Article

CARNIVAL AND WINTER SPORTS

March 1934
Article
CARNIVAL AND WINTER SPORTS
March 1934

One of the most noteworthy features of the rather spectacular success of the 1934 Carnival was the fact that the winter sports program dominated the entire program. Despite unusually cold weather and pocket book flatter than in pre-depression days the largest Carnival crowd that Hanover has ever known poured into town, the outdoor evening events were more striking than usual, although curtailed a bit, the snow sculpture lighting and brilliance of night effects were far above other years in their magnificance. But for the most important happenings, the winter sports competitions, there was plenty of snow and fast going, there was a larger number of competing teams and more distantly drawn than ever before, and the competition was hotter than at any time since the beginning of Carnival. The almost melodramatic finish at the end of the second day, when Dartmouth coming from far behind leaped into the lead with her flying squadron of expert skiers and jumpers, set up a Carnival so full of thrills that future occasions will have something to shoot at.
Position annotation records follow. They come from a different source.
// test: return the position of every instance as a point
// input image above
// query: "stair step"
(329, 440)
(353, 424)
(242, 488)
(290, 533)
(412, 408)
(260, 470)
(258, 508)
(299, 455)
The quite telling success of the whole celebration this year has opened up a large field of speculation in regard to the future of this now notable winter festivity. Those who have an opportunity to observe the tremendous amount of elaborate preparation that goes into a Winter Carnival always stop to marvel how a club of professed woodsmen and winter sportsmen can muster the time, ingenuity and labor for such a task. The answer is in part the decentralized organization of the Outing Club which places not only the responsibilities but also the privileges and joys of complete leadership in the hands of more than a dozen different undergraduate directors. The extent of undergraduate control and responsibility make the club unique among campus organizations, and allows such activities as the Carnival to get its mandate and draw its vigor direct from the whole College.

With such machinery set up by and for the Outing Club there can be no limit to the development of this work which has already fathered more than

a hundred similar carnivals in this country and has, according to the noted publicist, Lowell Thomas, introduced all forms of skiing into the United States.